If you’re a librarian or language arts teacher looking for tips and strategies to inspire reluctant readers and writers, you’ve come to the write place. In the box below, I’ve written a few tips I’ve developed over the years.
1. If you’re already reading stories aloud to reluctant readers, great. Try turning sections of the story into plays that the kids can act out. Find stories that have fun dialogue for the kids to read. Double cast your reluctant readers with a strong reader so they can perform the dialogue together.
2. Challenge the kids to a quiz show competition to answer skill-testing questions about the novel they just read.
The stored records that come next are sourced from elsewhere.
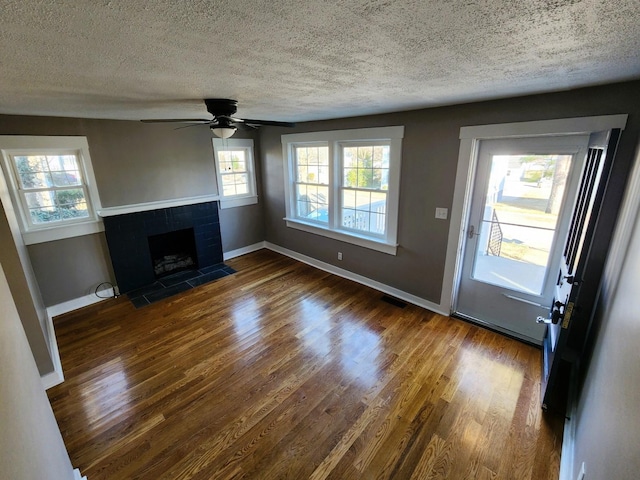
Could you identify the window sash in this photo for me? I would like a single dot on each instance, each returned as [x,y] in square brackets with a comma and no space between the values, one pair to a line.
[378,231]
[24,192]
[236,178]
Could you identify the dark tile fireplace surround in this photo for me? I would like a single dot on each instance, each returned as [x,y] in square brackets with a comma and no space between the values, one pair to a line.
[132,251]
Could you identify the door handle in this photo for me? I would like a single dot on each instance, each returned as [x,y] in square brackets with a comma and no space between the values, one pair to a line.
[556,314]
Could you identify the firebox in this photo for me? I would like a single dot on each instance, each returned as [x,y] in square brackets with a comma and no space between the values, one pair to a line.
[173,252]
[137,263]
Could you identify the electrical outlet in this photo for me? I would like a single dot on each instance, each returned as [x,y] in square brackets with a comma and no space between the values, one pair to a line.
[442,213]
[583,472]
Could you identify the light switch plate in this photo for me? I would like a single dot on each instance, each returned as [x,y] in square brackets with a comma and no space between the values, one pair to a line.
[442,213]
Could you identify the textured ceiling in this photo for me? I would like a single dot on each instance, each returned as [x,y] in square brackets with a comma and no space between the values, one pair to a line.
[299,60]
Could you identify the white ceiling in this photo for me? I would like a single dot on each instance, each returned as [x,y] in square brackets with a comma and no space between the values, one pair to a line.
[297,60]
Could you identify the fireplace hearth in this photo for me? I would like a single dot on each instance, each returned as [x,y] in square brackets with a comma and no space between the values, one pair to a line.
[189,234]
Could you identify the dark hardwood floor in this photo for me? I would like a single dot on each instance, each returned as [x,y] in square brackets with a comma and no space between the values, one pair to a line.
[285,371]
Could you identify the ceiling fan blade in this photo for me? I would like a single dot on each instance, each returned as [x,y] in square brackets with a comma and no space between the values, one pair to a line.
[176,120]
[257,123]
[194,125]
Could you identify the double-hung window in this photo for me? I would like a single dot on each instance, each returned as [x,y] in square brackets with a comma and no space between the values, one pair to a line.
[52,186]
[345,184]
[235,171]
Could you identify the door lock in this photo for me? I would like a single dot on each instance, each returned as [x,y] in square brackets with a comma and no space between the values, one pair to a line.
[556,314]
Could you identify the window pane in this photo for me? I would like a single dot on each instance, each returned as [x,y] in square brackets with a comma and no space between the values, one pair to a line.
[57,205]
[311,202]
[348,198]
[365,157]
[40,199]
[312,165]
[44,215]
[40,171]
[366,167]
[65,178]
[349,155]
[364,211]
[377,223]
[379,202]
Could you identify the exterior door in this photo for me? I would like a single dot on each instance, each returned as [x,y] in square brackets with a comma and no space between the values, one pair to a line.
[578,280]
[523,196]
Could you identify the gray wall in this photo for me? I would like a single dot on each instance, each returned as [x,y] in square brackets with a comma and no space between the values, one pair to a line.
[429,161]
[31,446]
[133,163]
[607,422]
[27,306]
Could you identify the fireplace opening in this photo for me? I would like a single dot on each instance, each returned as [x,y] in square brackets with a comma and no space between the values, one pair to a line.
[173,252]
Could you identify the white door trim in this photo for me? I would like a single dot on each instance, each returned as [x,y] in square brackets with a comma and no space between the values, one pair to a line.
[470,137]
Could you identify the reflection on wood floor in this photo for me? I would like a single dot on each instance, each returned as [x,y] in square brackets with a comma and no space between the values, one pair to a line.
[285,371]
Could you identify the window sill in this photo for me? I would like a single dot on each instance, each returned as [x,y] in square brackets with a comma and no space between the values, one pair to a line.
[238,202]
[61,232]
[378,245]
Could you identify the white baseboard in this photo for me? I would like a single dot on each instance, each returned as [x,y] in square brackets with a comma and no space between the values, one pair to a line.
[78,476]
[76,303]
[57,376]
[327,267]
[243,251]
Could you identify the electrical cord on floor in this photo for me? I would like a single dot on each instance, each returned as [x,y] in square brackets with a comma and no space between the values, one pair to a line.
[115,294]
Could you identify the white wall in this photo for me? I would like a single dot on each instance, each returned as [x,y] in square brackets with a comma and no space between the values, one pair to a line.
[31,446]
[607,419]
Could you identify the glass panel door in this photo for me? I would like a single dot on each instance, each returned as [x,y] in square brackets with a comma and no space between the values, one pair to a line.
[519,220]
[521,205]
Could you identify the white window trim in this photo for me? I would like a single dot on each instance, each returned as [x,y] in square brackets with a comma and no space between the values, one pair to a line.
[333,139]
[15,144]
[243,144]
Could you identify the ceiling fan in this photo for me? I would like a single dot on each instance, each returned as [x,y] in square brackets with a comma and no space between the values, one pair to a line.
[223,124]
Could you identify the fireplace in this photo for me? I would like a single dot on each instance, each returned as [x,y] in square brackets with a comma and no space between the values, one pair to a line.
[186,231]
[173,252]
Build cooperation by having the kids compete in teams where strong readers are put together with reluctant readers.
3. The story behind the story often triggers the interest in books. Authors can talk about how they came up with the ideas, but you can also reveal your connections to your childhood favourites. Forge a personal connection between yourself and the book to give the kids context about what reading the book can do.
1. My favourite game to play with division 2 students is Eyewitness, a writing exercise that illustrates how details can paint a picture. One kid leaves the room while another “steals” something from the front of the class. The other students are eyewitnesses who must describe the thief without pointing or using his or her name. You can adapt this exercise by getting the kids to write five sentences to describe their classmate and see how many sentences their friends need to guess the person.
2. If you’re working with younger students, try using props to spark stories. Use a stuffy as a character that can act out the kids’ stories. Alternatively, cover up the words from my picture book, True Story, and have the kids write their own version of the story based on the pictures.
3. Kids have an easier time writing dialogue than description. Invite reluctant writers to create a play, using dialogue. Then ease into the concept of narrative description by asking them to inject stage directions to give context to what the characters are saying.
1. If you want kids to deliver personal stories, create a safe environment for them to share their stories. The best way to do this is to open the unit by sharing a personal anecdote. You can talk about your childhood, family or pets, as long as the story is genuine and personal. Once the kids see that you can share, they will open up.
2. Some kids can’t stand the openness of creative stories. Give them a logic puzzle to solve instead. Offer the ending of the story and ask the kids to construct the steps that will take the protagonist to the final scene.
3. Writing a story is about being in the moment. Strip away the students’ self-consciousness by adding tasks to their writing time. My personal favourite is to give the kids between 3 and 6 words they have to work into their writing during a timed session. The words should reflect the genre (ie. scary words if the kids are writing suspense stories) to avoid any random story elements. When the kids focus on the words to incorporate, they dig deeper into the story.